Charles ABRAHAM & Paschal SHEERAN
A series of ‘social cognition’ models which specify modifiable cognitive antecedents of action have been proposed (Conner & Norman, 1996; Eagly & Chaiken, 1993). In this introductory chapter we review the development of these models and identify core constructs representing correspondences between them. We also discuss recent theorising which, looking beyond motivation, has focused on action control and self-regulation processes. In doing so we map progress from early attempts to model health-related beliefs (Hochbaum, 1958) to recent explorations of the cognitive underpinnings goal-related action initiation and maintenance (Gollwitzer & Bargh, 1996).
Social cognition models have been tested by using differences in self-reported cognitions to predict health-related behaviour. For example, differences in reported health beliefs have been used to predict reported preventive action such as condom use (Abraham, Sheeran, Spears & Abrams, 1992) and recorded attendance at screening appointments (King, 1982). Reviews suggest that self-report measures based on these models do reliably distinguish between those who do and do not undertake a range of health behaviours (e.g., Bandura, 1992; Godin & Kok, 1996; Sheppard, Hartwick & Warshaw, 1988). On this basis it has been argued that interventions targeting cognitions specified by these models could effectively promote health-enhancing behaviour and/or improve the outcomes of healthcare services. In general the evidence has been supportive.

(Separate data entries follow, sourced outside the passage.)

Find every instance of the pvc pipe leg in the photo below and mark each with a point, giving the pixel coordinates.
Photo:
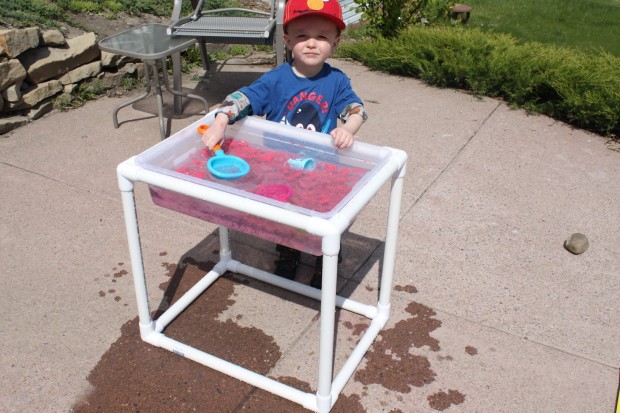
(326, 344)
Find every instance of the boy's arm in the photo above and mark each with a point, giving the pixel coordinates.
(353, 117)
(235, 106)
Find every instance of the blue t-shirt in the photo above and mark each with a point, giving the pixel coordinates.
(309, 103)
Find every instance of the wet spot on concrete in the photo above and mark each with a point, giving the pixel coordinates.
(357, 329)
(442, 400)
(406, 288)
(389, 362)
(472, 351)
(135, 376)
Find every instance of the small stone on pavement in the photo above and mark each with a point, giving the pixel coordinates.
(577, 243)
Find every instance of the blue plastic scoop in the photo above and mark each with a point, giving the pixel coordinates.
(227, 166)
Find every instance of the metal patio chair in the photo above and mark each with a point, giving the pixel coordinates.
(232, 26)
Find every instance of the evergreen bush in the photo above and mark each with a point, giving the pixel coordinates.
(579, 87)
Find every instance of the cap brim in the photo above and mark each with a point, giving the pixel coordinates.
(339, 23)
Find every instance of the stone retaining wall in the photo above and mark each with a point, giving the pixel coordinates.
(38, 66)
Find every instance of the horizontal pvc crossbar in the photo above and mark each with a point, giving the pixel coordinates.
(313, 225)
(366, 310)
(307, 400)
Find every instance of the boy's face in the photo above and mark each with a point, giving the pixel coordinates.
(311, 39)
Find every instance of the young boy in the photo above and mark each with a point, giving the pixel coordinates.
(305, 93)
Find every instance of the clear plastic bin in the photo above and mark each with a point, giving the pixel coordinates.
(337, 176)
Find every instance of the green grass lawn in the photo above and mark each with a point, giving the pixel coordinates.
(585, 24)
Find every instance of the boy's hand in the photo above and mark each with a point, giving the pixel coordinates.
(342, 137)
(215, 133)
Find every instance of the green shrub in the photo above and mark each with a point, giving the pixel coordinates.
(387, 18)
(581, 88)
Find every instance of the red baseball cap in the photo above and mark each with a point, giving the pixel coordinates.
(329, 9)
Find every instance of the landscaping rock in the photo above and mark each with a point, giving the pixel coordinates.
(577, 243)
(36, 94)
(13, 122)
(16, 41)
(91, 69)
(53, 38)
(11, 72)
(45, 63)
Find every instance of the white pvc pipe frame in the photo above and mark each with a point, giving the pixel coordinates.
(329, 229)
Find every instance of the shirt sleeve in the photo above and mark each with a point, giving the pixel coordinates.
(348, 102)
(236, 106)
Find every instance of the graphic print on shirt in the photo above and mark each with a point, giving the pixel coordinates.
(304, 111)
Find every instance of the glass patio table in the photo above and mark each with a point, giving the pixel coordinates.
(151, 44)
(239, 204)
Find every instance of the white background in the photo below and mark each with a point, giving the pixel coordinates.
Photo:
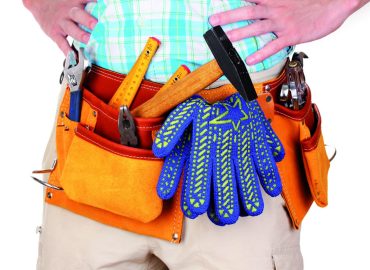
(338, 73)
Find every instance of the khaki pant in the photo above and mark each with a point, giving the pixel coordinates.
(72, 242)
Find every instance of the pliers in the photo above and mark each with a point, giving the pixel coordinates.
(74, 71)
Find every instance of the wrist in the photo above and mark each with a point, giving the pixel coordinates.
(350, 6)
(30, 4)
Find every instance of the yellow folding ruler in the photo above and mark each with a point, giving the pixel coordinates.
(126, 92)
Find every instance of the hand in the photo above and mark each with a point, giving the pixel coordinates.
(230, 150)
(60, 18)
(292, 21)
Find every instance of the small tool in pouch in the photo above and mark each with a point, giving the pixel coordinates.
(126, 127)
(74, 71)
(293, 94)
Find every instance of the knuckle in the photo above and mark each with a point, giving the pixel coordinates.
(73, 12)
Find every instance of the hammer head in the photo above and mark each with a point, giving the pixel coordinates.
(230, 62)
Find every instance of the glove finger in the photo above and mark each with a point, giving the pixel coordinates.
(174, 126)
(225, 187)
(265, 165)
(184, 196)
(211, 213)
(200, 166)
(272, 139)
(246, 175)
(173, 167)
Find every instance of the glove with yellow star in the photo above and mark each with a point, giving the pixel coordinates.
(226, 150)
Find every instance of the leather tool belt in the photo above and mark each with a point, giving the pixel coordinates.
(116, 184)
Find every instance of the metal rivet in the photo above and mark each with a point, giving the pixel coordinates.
(293, 64)
(175, 236)
(39, 229)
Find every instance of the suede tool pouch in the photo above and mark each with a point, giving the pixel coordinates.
(95, 170)
(315, 159)
(112, 177)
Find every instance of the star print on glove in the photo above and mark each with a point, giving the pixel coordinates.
(226, 149)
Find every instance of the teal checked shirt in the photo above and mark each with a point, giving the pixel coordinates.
(125, 25)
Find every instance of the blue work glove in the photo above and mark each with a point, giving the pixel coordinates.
(232, 149)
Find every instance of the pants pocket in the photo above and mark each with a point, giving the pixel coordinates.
(288, 258)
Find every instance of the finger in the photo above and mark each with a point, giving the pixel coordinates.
(174, 127)
(184, 195)
(272, 139)
(246, 175)
(238, 14)
(63, 44)
(265, 163)
(87, 1)
(72, 30)
(172, 168)
(80, 16)
(200, 168)
(255, 29)
(270, 49)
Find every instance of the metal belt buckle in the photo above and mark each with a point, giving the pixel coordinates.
(293, 94)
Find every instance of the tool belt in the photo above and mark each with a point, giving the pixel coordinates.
(97, 177)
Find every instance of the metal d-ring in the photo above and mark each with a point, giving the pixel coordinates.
(46, 184)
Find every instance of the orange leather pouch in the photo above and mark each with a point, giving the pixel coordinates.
(304, 169)
(94, 169)
(315, 159)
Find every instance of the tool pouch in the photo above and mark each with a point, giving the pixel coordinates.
(94, 169)
(315, 159)
(305, 166)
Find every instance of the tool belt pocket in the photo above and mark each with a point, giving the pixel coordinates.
(94, 169)
(315, 159)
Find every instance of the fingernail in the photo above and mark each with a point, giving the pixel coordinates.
(86, 38)
(93, 24)
(213, 20)
(251, 60)
(230, 35)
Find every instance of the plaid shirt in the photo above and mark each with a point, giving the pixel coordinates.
(125, 25)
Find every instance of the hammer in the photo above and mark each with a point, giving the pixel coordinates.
(227, 62)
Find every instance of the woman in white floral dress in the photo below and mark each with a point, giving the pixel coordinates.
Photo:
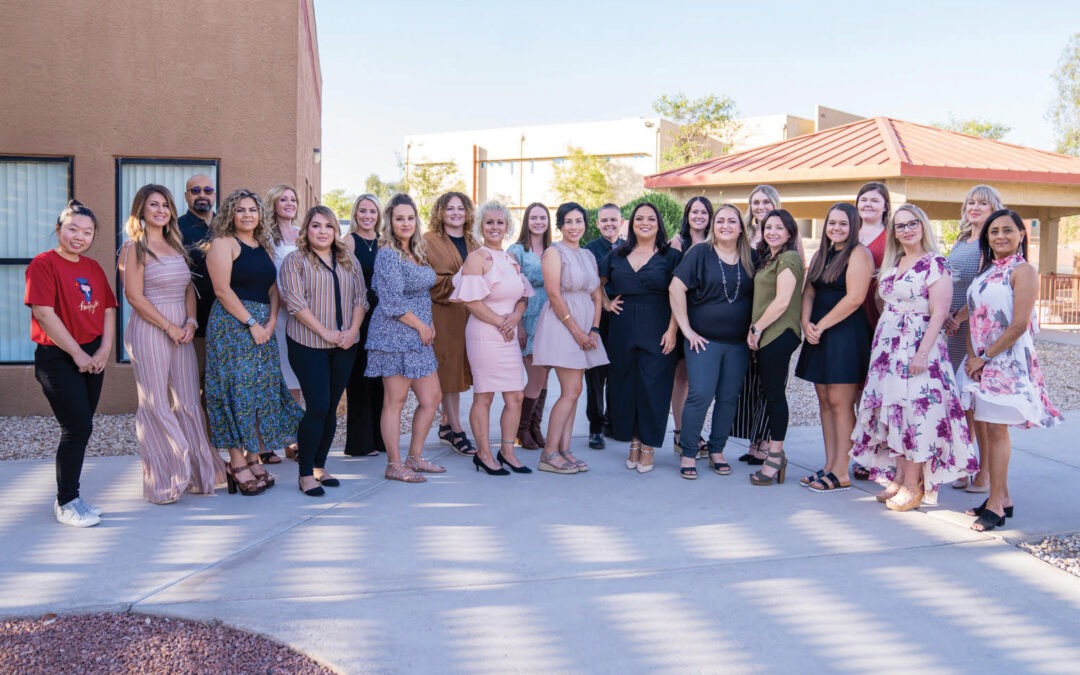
(910, 428)
(1001, 376)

Since the earliest tests of the health belief model, interventions designed to change theory-specified cognition have been shown to promote health-related behaviour (Haefner & Kirscht, 1970). Moreover, in some areas, interventions based on social cognition models have been shown to be more effective than interventions without such theoretical foundations. For example, the rapid development of interventions designed to promote HIV-preventive behaviour resulted in few theoretically-based programmes or campaigns and almost none of these were found to influence sexual behaviour (Fisher & Fisher, 1992; Oakley et al., 1995). By contrast, more recent HIV-preventive interventions based on social cognition models have proved to be effective in controlled trials (Bryan, Aiken & West, 1996; Fisher et al., 1996; Kalichman, Carey & Johnson, 1996; Schaalma et al., 1996).
Thus these models appear to offer a theoretical, evidence-based foundation for health promotion activities. Moreover, the relationship between social cognition theorists and health promoters may be symbiotic because evaluative studies of theory-based interventions can provide validity tests of the models themselves. There are also promising indications that recent theorising concerning control processes, such as action initiation and maintenance, may facilitate the development of even more effective behaviour-change interventions (see e.g., Chapters 11-13 by Gollwitzer & Oettingen, Bagozzi & Edwards, and Bandura, respectively).

Development of a Model of Reasoned Motivation

The availability of many overlapping social cognition models may itself discourage consistent application to intervention design. Bandura (Chapter 13 & Bandura, 1998) is critical of the proliferation of such models and, in our view, the identification of a summary model which is both ‘content-free’ and ‘parsimonious’ (Ajzen, 1998) would be useful to those involved in intervention design. Such a model would highlight common theoretical understandings of the cognitive antecedents of motivation but could be extended to incorporate behaviour-specific antecedents in a problem-based manner (see Ajzen, 1998; Kok & Schaalma, 1998). Four key advances in this area provide a basis for such a summary model.
First, the development of the health belief model (HBM) (Rosenstock, 1974). The HBM specifies a series of subjectively rational beliefs that could account for individual differences in motivation and action. The model highlights threat perceptions as a central component of motivation and conceptualises such appraisals in terms of beliefs about the extent of perceived susceptibility to and severity of a health problem (e.g., ‘It is unlikely that I will contract lung cancer’ and ‘I would die soon after contracting lung cancer’, respectively). Susceptibility and severity beliefs are outcome expectancies, that is, beliefs about what will happen if the person does or does not perform a particular action or sequence of actions. Both have been shown to correlate with measures of health-related behaviour. However - and perhaps surprisingly - such correlations tend to be small (Janz & Becker, 1984; Sheeran & Abraham, 1996). Harrison, Mullen and Green (1992), for example, found that these measures accounted for 1–2% of the variance in behaviour across studies.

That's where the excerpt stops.